Asian stocks outside Japan fell, paring the biggest weekly advance in more than a month, after Federal Reserve policy makers said they will probably end their $85 billion monthly bond-purchase program sometime this year. Japanese equities jumped as markets reopened from holidays.
Rio Tinto Group, the world’s second-largest mining company, dropped 1 percent in Sydney as metals prices fell. Toyota Motor Corp. surged 6.4 percent as the yen weakened to the lowest level against the dollar since July 2010, boosting the earnings outlook for exporters. Japan Exchange Group Inc. fell 9.7 percent in its Tokyo trading debut after the merger between Osaka Securities Exchange Co. and Tokyo Stock Exchange Group.
The MSCI Asia Pacific Excluding Japan Index declined 0.6 percent to 475.68 as of 6:21 p.m. in Tokyo, trimming the week’s advance to 2 percent. Japan’s Nikkei 225 Stock Average gained 2.8 percent, gaining the most on an opening day since 2002, after U.S. lawmakers passed a bill averting spending cuts and tax increases scheduled to come into effect this year.
“This has been more of a relief rally than anything else,” said James Lindsay, Auckland-based equity fund manager at Tyndall Investment Management Ltd., which oversees about $23 billion. “The hard yards are still to come. U.S. economic data remains pretty mixed.”
Four years after cutting the main interest rate to near zero, U.S. policy makers have been expanding their third round of so-called quantitative easing to boost economic growth and cut the jobless rate, now at 7.7 percent.

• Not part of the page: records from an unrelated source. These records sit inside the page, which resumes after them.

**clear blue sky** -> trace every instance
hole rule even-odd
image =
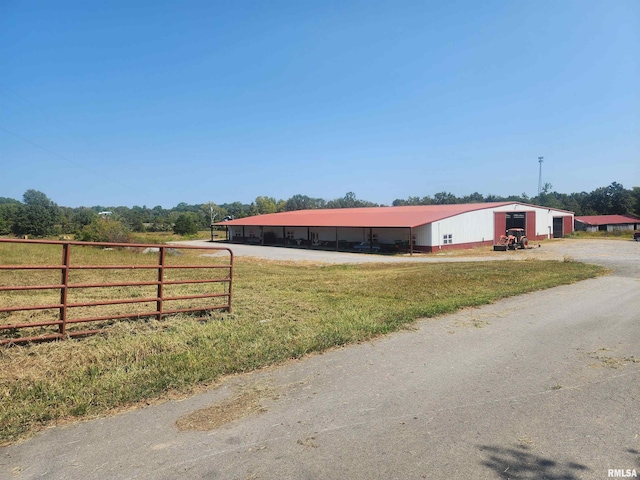
[[[0,196],[640,186],[640,2],[0,1]]]

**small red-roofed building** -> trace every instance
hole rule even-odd
[[[575,217],[575,229],[584,232],[640,230],[640,217],[635,215],[588,215]]]

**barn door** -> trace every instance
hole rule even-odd
[[[529,240],[536,239],[536,212],[526,212],[526,226],[524,227],[525,234]]]
[[[493,242],[498,243],[500,235],[507,231],[507,212],[493,213]]]

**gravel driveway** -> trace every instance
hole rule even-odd
[[[307,250],[303,248],[267,247],[235,243],[211,243],[204,240],[176,242],[183,245],[220,246],[230,248],[235,256],[255,257],[267,260],[307,261],[323,263],[387,263],[387,262],[469,262],[494,260],[544,260],[573,259],[595,263],[617,271],[634,275],[640,270],[640,242],[632,240],[573,240],[543,241],[528,250],[494,252],[491,247],[474,250],[453,250],[432,254],[376,255],[365,253]],[[540,245],[538,247],[537,245]]]

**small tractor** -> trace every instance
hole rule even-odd
[[[500,240],[493,246],[493,250],[506,252],[507,250],[527,248],[528,245],[529,240],[524,233],[524,228],[510,228],[506,235],[500,235]]]

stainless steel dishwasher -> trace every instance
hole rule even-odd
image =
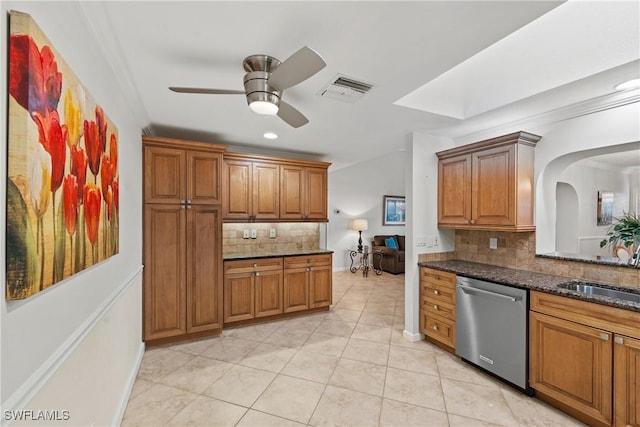
[[[458,276],[456,354],[532,394],[528,312],[526,289]]]

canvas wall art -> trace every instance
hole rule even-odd
[[[33,19],[10,13],[7,292],[118,253],[118,130]]]
[[[405,225],[404,196],[384,196],[382,205],[382,225]]]

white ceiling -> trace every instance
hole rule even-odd
[[[138,1],[82,8],[147,132],[310,155],[336,167],[402,150],[415,130],[460,137],[602,97],[640,75],[637,1]],[[284,93],[310,120],[298,129],[252,113],[241,95],[167,89],[241,90],[246,56],[284,60],[304,45],[328,65]],[[318,96],[339,73],[375,88],[353,104]],[[265,131],[280,138],[266,140]]]

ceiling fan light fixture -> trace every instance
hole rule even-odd
[[[249,108],[261,116],[275,116],[278,114],[278,106],[269,101],[253,101],[249,104]]]
[[[278,134],[275,132],[265,132],[262,136],[265,139],[278,139]]]

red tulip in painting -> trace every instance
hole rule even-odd
[[[6,295],[14,300],[118,253],[118,130],[31,17],[14,11],[8,86]]]

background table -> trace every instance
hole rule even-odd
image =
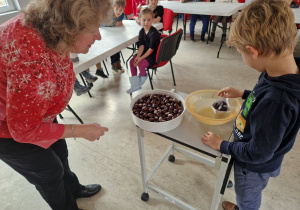
[[[78,74],[98,62],[114,55],[138,41],[141,26],[134,20],[123,20],[120,27],[101,27],[102,39],[96,40],[87,54],[79,54],[79,62],[74,63],[75,74]],[[156,29],[162,29],[162,23],[153,24]]]
[[[180,1],[162,1],[159,3],[165,8],[172,10],[174,13],[183,13],[183,14],[196,14],[196,15],[211,15],[211,16],[232,16],[236,14],[239,10],[243,9],[246,4],[244,3],[223,3],[223,2],[186,2],[181,3]],[[186,34],[186,19],[183,22],[183,39],[185,40]],[[208,31],[208,39],[210,36],[210,25],[212,19],[210,18],[209,31]],[[223,36],[223,35],[222,35]],[[226,37],[226,33],[224,35]],[[223,46],[224,40],[221,39],[221,44],[219,47],[219,51],[217,54],[217,58],[219,58],[219,54],[221,48]]]
[[[159,5],[172,10],[175,13],[187,13],[198,15],[231,16],[243,9],[244,3],[220,3],[220,2],[186,2],[160,1]]]
[[[292,11],[295,16],[295,23],[300,23],[300,8],[293,8]]]
[[[186,93],[178,93],[184,99],[186,98]],[[211,203],[211,210],[218,209],[222,195],[225,192],[227,182],[229,179],[230,171],[232,168],[233,160],[231,156],[220,153],[220,151],[214,150],[201,141],[201,136],[207,131],[215,132],[216,134],[228,137],[228,140],[232,135],[232,123],[226,123],[218,126],[205,125],[197,121],[187,110],[184,113],[184,118],[181,124],[168,132],[155,133],[159,136],[162,136],[166,139],[171,140],[171,144],[162,157],[157,161],[154,168],[147,175],[146,173],[146,161],[145,161],[145,151],[144,151],[144,130],[137,127],[137,136],[139,144],[139,155],[141,162],[141,171],[142,171],[142,182],[143,182],[143,194],[141,199],[147,201],[149,199],[148,190],[156,192],[158,195],[164,197],[166,200],[172,202],[173,204],[183,208],[183,209],[196,209],[189,204],[179,200],[178,198],[170,195],[169,193],[159,189],[158,187],[150,184],[150,179],[164,161],[164,159],[169,155],[169,161],[174,162],[174,150],[193,158],[199,162],[202,162],[208,166],[219,169],[219,175],[214,189],[214,195]],[[191,152],[190,150],[184,149],[174,145],[174,142],[189,147],[195,151],[198,151],[202,154],[208,155],[212,158]],[[169,177],[168,177],[169,178]]]

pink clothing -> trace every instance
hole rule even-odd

Minutes, released yesterday in Washington, show a divide among Federal Open Market Committee participants on how long bond purchases should last. Participants who provided estimates were “approximately evenly divided” between those who said it would be appropriate to end the purchases around mid-2013 and those who said they should continue beyond that date.
Japanese exporters soared, pushing the Nikkei 225 to its highest close since March 2011. Toyota Motor gained 6.4 percent to 4,260 yen and Nissan Motor Co. climbed 5.3 percent to 854 yen. Canon Inc., the world’s biggest camera maker, rose 2.4 percent to 3,420 yen.
Japanese equities began 2013 trading today following a four-day holiday. The Nikkei 225 rose 23 percent last year, accelerating from Nov. 14 when the government said it would call elections in December. The pro-stimulus Liberal Democratic Party won the general election, pledging to do more to fight deflation and spur the economy. The yen’s weakness has bolstered the nation’s exporters amid speculation new Prime Minister Shinzo Abe will push the central bank to buy more bonds.
“There is a very large fiscal stimulus program in the works, there’s a very large monetary stimulus program in the works and we’ve had a big move in the yen,” Nicholas Smith, a strategist at CLSA Asia-Pacific Markets Ltd. in Tokyo, said in a Bloomberg Television interview with Susan Li. “Companies are lean and mean and are going to have a pretty impressive profit recovery.”
Japan Exchange, created by the merger of Japan’s two biggest bourses, fell 9.7 percent to 3,885 yen in its first day of trading on the Tokyo Stock Exchange. The tie-up is part of a government policy to reinvigorate the country’s financial markets.
Sharp Corp. dropped 2.6 percent to 295 yen after the Yomiuri newspaper reported the loss-making television maker may raise 100 billion yen ($1.1 billion).
Global equities have climbed in 2013 as U.S. lawmakers passed a bill averting spending cuts and tax increases scheduled to come into effect this year. The Standard & Poor’s 500 Index yesterday rose within one point of its highest closing level in five years before retreating. Futures on the S&P 500 added 0.1 percent today.
Raw-material shares posted the largest declines among 10 industry groups on the Asia excluding Japan equities gauge. Rio Tinto lost 1 percent to A$68.55 and BHP Billiton Ltd., the world’s largest mining company, fell 0.6 percent to A$37.91 in Sydney. Zijin Mining Group Co., China’s biggest gold miner by market value, fell 2.5 percent to HK$3.08 in Hong Kong. The London Metals Exchange Index of six industrial metals sank 1.2 percent yesterday.
Australia’s S&P/ASX 200 Index and South Korea’s Kospi Index both slid 0.4 percent. Hong Kong’s Hang Seng Index lost 0.3 percent. China’s Shanghai Composite gained 0.4 percent as the market reopened for 2013 trading.
The MSCI Asia Pacific Index, which includes Japan, surged 14 percent in 2012 as central banks from the U.S., Europe, Japan and China took action to spur economic growth. The Asia Pacific gauge traded at 14.1 times average estimated earnings, compared with 13.1 for the Standard & Poor’s 500 Index and 11.9 times for the Stoxx Europe 600 Index, according to data compiled by Bloomberg.